I call this version of Dream Chaser a variation of the X-37B because that is essentially what it would be, an unmanned reusable robot vehicle capable of taking experiments into space for periods of time and then bringing them safely back to Earth on a runway.

What Sierra Nevada is doing by announcing this now, shortly after the landing of the X-37B, is selling the concept in an effort to drum up customers who will then invest in the vehicle and thus help fund its construction.

India’s manned space program

This short article gives us a short but detailed look at India’s plans for manned space, describing both the first test flight of a engineering version of their manned capsule in a little more than a month and the program’s overall goals.

The test flight:

“The first test trial, that of the crew module, will be undertaken in November last week or December first week on the GSLV MK-III,” [Isro chairman K Radhakrishnan told Deccan Herald.] The crew module will be injected into orbit by the GSLV at a height of 110-120 km in space from where it will fall towards the earth and be recovered from sea. Isro will examine how the crew module and thermal shield around it handle the heat and temperatures during re-entry into the earth’s atmosphere.
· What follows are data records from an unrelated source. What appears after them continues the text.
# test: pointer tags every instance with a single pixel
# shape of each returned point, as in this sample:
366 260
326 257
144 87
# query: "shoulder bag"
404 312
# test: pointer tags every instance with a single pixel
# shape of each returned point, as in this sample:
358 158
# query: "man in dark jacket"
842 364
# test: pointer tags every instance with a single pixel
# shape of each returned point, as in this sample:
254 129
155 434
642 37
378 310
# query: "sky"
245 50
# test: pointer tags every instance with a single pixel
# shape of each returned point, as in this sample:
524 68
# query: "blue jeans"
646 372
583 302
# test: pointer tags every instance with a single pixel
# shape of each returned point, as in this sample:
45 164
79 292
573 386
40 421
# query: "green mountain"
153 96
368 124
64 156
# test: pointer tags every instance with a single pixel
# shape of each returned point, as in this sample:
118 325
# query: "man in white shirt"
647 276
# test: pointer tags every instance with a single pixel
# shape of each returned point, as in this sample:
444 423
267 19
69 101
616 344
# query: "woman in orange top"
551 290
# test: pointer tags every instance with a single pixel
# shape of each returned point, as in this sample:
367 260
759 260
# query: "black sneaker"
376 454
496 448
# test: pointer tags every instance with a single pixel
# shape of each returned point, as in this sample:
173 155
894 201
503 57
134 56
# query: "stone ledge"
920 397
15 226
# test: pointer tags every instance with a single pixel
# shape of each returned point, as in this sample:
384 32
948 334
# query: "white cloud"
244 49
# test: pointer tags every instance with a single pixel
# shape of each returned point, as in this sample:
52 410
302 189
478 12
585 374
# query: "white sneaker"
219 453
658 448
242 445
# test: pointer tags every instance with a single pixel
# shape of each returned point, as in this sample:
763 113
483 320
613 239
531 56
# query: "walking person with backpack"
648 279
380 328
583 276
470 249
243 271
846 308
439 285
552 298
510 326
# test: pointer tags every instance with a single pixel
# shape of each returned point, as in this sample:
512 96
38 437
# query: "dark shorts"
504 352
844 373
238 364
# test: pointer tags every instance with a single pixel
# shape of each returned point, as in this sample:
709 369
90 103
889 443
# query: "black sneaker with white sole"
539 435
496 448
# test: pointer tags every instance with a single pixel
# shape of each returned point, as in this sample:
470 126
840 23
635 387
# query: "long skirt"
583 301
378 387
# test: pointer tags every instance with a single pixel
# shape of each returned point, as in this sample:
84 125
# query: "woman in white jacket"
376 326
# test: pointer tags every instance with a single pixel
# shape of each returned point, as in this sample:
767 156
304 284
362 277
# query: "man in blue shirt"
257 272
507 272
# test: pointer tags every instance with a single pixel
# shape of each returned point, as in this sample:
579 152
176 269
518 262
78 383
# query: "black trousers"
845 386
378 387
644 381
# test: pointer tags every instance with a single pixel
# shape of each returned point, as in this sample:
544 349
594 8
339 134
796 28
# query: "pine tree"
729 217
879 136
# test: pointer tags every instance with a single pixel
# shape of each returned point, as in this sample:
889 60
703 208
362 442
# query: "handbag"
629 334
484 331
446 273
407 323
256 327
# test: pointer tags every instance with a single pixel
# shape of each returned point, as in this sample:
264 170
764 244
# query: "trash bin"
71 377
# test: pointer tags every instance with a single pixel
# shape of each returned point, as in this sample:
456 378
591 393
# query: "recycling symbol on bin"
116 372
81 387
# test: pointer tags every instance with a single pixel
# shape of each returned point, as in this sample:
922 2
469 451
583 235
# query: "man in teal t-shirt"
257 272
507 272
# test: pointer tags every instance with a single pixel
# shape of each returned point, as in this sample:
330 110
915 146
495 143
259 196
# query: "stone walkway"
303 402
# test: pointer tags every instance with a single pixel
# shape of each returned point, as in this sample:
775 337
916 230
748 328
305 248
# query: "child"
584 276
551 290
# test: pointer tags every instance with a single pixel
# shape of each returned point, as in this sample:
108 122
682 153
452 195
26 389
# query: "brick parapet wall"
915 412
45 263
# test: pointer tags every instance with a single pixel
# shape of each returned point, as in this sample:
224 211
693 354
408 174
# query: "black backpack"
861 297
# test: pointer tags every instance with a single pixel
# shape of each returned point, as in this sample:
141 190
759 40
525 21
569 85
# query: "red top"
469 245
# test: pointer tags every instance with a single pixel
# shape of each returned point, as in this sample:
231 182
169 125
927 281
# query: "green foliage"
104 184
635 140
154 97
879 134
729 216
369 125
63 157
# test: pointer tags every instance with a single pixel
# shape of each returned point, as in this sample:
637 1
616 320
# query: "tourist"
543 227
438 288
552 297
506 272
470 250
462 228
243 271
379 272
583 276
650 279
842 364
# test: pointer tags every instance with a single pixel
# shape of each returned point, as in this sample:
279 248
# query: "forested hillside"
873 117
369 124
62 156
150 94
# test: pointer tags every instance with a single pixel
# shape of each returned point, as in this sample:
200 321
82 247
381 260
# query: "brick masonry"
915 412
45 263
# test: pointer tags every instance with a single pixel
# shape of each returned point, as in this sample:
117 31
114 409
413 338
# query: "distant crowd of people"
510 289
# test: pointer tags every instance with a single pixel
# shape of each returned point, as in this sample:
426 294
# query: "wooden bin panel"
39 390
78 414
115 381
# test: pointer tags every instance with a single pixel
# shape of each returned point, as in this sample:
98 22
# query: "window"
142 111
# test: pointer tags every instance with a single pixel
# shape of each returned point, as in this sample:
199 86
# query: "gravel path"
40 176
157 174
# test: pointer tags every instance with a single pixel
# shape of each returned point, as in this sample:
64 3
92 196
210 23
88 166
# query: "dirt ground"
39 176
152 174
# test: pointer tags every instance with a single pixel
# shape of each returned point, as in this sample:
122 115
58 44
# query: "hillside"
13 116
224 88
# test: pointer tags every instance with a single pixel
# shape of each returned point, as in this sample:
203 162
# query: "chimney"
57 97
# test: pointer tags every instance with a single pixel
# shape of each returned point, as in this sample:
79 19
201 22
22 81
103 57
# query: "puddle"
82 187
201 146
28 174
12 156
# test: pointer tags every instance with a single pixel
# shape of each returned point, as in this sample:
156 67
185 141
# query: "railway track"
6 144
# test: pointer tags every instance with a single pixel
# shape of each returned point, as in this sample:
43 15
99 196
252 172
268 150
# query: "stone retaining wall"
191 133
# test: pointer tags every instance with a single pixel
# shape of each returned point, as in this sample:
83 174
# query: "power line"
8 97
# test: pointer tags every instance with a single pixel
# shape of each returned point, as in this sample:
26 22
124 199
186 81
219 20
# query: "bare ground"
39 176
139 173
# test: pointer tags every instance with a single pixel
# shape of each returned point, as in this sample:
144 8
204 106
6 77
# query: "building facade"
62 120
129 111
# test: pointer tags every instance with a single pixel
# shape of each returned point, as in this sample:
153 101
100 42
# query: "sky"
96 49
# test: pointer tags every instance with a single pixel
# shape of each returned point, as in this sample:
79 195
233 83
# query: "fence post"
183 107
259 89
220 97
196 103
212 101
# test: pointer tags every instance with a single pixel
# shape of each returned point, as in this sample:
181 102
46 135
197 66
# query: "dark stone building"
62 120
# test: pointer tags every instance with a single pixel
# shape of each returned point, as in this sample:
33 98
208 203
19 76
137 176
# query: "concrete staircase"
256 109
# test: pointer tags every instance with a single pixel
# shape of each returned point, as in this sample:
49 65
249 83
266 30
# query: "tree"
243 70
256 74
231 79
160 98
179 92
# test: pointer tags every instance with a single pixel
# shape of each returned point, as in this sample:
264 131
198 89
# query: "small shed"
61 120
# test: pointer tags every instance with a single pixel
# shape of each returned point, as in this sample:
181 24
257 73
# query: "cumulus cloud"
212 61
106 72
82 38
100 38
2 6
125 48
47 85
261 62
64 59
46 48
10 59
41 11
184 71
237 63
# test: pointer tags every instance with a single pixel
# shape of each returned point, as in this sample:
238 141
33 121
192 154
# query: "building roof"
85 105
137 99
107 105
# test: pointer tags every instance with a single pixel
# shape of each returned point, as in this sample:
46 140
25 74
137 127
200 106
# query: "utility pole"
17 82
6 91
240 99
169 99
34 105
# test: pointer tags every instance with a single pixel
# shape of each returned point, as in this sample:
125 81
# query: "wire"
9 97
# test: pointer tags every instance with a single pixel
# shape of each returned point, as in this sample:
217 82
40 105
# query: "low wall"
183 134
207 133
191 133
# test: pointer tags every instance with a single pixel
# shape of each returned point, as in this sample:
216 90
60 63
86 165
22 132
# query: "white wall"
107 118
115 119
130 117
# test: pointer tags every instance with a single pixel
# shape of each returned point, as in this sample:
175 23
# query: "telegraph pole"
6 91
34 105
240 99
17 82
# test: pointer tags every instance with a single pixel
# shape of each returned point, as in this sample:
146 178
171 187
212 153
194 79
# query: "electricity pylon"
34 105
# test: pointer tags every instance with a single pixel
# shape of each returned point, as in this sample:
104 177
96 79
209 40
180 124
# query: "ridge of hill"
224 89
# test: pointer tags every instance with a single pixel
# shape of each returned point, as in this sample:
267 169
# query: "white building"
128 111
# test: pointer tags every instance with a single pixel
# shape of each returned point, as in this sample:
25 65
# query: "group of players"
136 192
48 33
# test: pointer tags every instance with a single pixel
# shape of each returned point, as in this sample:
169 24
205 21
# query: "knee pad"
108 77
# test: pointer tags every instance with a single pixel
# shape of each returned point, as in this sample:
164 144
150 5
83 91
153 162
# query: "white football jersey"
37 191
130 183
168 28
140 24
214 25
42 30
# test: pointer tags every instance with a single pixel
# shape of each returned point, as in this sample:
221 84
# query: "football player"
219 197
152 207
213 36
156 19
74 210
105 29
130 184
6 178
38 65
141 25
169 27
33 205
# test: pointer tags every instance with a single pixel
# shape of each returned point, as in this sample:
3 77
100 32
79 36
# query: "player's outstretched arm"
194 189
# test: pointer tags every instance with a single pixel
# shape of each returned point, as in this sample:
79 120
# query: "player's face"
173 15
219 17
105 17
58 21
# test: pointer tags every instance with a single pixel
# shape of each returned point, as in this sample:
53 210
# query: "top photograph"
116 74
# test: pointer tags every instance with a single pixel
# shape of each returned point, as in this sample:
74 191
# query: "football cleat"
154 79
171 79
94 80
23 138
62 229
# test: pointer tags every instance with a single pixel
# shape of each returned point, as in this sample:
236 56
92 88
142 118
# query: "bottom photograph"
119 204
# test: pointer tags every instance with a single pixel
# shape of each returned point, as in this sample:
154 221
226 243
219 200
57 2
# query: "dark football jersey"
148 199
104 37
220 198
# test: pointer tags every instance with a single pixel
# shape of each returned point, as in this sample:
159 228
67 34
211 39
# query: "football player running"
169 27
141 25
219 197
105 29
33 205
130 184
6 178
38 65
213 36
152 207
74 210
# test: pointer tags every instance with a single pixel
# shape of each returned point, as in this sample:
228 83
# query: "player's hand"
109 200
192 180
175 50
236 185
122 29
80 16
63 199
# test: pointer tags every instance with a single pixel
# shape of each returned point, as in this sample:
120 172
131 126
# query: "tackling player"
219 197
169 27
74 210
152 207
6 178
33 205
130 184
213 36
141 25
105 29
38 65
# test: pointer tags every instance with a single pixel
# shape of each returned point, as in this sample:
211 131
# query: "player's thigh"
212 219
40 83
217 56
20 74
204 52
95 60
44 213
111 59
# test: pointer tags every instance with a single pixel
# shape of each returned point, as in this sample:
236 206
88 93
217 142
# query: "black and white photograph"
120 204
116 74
Their eventual goal is to put two astronauts in orbit for seven days. To do that they will first have to complete at least four to six test launches of their new GSLV MK-III rocket, which has only completed one successful launch after literally two decades of failures. If successful, the test flight described above will be GSLV’s second successful launch.

Note that because of poor writing the article gives the improper impression that the test flight will be manned. It will not. Also, the article states incorrectly that the space shuttle Columbia broke up during re-entry because “the thermal heat shields could not withstand the heat.” This is false. The heat shield would have worked fine, as it had done on numerous previous launches, except that there were gaping holes in it that were put there by pieces of foam during launch.